融合多尺度特征与局部细节强化的低照度目标检测

林珊玲; 刘梅; 林坚普; 林志贤; 郭太良; 孙磊

doi:10.12086/oee.2026.250241

融合多尺度特征与局部细节强化的低照度目标检测

Low-light object detection with multi-scale feature fusion and local detail enhancement

摘要: 暗夜环境中曝光不足导致所得图像受噪声影响严重，同时存在图像细节、纹理、轮廓信息丢失等问题，使得后续目标检测算法对低照度图像的检测效果不理想。为此，本文基于YOLOv11n模型，提出一种融合多尺度特征与局部细节强化的低照度目标检测算法LMD-YOLO。首先，提出MPSPPF模块，借助多级混合并行池化与特征强化机制，有效抑制背景与随机噪声的干扰，同时缓解低光照场景下图像对噪声的高敏感度，进一步抑制细节信息的丢失。其次，设计CSP-EDHAN模块实现多粒度特征融合以及高效特征提取，以减少低照度图像中纹理、边缘和轮廓等低级特征的丢失。接着，本文提出动态细节语义融合金字塔网络，在双向金字塔路径中实现多尺度特征的高效对齐与增强，提升低照度场景下的目标检测精度。最后，设计双组检测头，利用分组卷积与共享特征提取干实现轻量化，解耦分支设计提升检测精度。实验结果表明：LMD-YOLO在精确度、召回率、mAP50和mAP50-95等关键指标上均优于原始YOLOv11n，在Exdark数据集上分别提升了1.3%、2.3%、3.1%和2.2%；此外，与当前主流算法及针对低照度目标检测的改进模型相比，LMD-YOLO在mAP50和mAP50-95指标上分别实现了3%和3.4%的平均提升，证明了其在低照度图像检测任务中的优越性能。

Abstract:

Objective Nighttime low-light imaging is often affected by underexposure, limited dynamic range, and amplified sensor noise. These factors weaken edge, texture, and contour cues, and they increase background interference and feature ambiguity. Such degradation reduces detector reliability and causes missed detections, false positives, and localization bias, with more severe impact on small objects, distant targets, and dim instances. Based on YOLOv11n, LMD-YOLO was proposed as a low-light object detection method that integrates multi-scale features and local detail enhancement.
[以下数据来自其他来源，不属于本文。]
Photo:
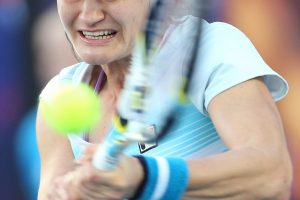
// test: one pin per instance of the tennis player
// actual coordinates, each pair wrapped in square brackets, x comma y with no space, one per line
[227,143]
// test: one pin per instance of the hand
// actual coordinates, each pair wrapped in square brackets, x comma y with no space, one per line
[86,182]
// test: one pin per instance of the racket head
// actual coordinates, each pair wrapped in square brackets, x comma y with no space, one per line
[163,61]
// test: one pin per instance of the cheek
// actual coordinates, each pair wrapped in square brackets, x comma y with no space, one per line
[66,14]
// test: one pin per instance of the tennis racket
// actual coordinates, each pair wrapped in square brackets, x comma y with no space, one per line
[154,90]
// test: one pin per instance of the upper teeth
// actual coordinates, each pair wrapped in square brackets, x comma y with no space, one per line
[99,33]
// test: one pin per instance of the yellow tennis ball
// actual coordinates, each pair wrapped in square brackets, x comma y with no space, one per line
[72,108]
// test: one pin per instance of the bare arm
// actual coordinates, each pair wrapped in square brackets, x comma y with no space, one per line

Without substantially increasing model complexity, it strengthens multi-scale feature fusion and local detail extraction for low-light images and reduces high noise sensitivity in low-illumination scenes, thereby improving low-light detection accuracy.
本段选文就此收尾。